In particular, the Court pointed to Kallick v. SandRidge Energy, Inc.5 and San Antonio Fire & Police Pension Fund v. Amylin Pharmaceuticals, Inc.,6 as evidence that everyone was on notice that “these provisions were something you ought to really think twice about.”7 In SandRidge, the Court made clear in a preliminary injunction context that absent a specific and substantial risk posed by an insurgent slate, a board that fails to approve the insurgent slate to avoid triggering the change of control put would likely breach its duties of loyalty.

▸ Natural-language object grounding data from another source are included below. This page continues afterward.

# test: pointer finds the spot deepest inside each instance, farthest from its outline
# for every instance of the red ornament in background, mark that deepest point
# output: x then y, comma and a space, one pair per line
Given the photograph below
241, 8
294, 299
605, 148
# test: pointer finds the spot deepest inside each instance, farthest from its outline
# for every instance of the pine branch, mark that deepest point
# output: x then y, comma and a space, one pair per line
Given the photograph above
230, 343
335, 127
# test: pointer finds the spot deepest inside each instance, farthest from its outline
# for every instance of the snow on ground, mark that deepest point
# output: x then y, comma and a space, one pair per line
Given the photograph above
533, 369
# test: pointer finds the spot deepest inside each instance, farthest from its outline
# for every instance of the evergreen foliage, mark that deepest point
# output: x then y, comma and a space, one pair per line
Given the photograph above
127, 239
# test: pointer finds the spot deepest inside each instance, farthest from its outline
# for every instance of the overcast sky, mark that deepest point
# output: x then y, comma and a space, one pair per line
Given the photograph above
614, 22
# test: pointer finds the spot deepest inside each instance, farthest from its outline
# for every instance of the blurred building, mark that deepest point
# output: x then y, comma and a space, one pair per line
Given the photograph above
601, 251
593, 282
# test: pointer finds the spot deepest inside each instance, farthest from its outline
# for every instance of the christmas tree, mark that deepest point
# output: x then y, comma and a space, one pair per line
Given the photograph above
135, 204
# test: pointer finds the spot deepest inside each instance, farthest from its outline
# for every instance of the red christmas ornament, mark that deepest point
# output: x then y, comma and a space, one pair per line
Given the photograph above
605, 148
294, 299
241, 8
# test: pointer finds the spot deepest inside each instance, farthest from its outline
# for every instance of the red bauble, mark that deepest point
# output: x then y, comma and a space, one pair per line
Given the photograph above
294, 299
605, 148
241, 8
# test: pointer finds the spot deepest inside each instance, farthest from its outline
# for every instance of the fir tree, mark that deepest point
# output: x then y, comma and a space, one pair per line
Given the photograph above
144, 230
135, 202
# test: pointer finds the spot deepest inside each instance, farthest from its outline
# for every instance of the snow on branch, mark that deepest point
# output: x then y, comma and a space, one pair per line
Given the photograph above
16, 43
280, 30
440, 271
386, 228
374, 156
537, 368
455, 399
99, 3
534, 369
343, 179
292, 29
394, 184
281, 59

Likewise, in Amylin, the Court noted that change of control put provisions (that did not include a dead hand feature) in an indenture could raise grave concerns about whether they eviscerated the stockholder franchise and that in adopting such a provision a board would have to believe in good faith that in return it was receiving extraordinarily valuable economic benefits for the corporation that would not otherwise be available to it.8 Recognizing that evidence of arm’s-length negotiation generally negates claims for aiding and abetting liability, the Court stated that negotiating for the best deal one can get, however, does not accord a party the privilege afforded to arm’s-length negotiators if they “propose terms, insist on terms, demand terms, contemplate terms, incorporate terms that take advantage of a conflict of interest that the fiduciary counterparts on the other side of the negotiating table face.”9 Comparing the case to a third-party deal acquisition, the Court noted that an acquirer cannot offer side benefits, entrenchment benefits, or other concepts that create a conflict of interest for the fiduciaries with whom it is negotiating without putting itself at risk.10
Finally, the Court noted that the rulings of the Court should be viewed through the pleading stage lens and that it may well be that SunTrust did not aid or abet anything and that discovery was needed to understand whether the dead hand “proxy put” was responsive to stockholder pressure or some other “driver.”11
The Healthways decision suggests that Delaware will closely scrutinize change of control put provisions in loans, bonds, and other debt instruments and that issuers and lenders should note the Court’s ruling in Healthways when negotiating their credit facilities even though the ruling was in the context of a motion to dismiss.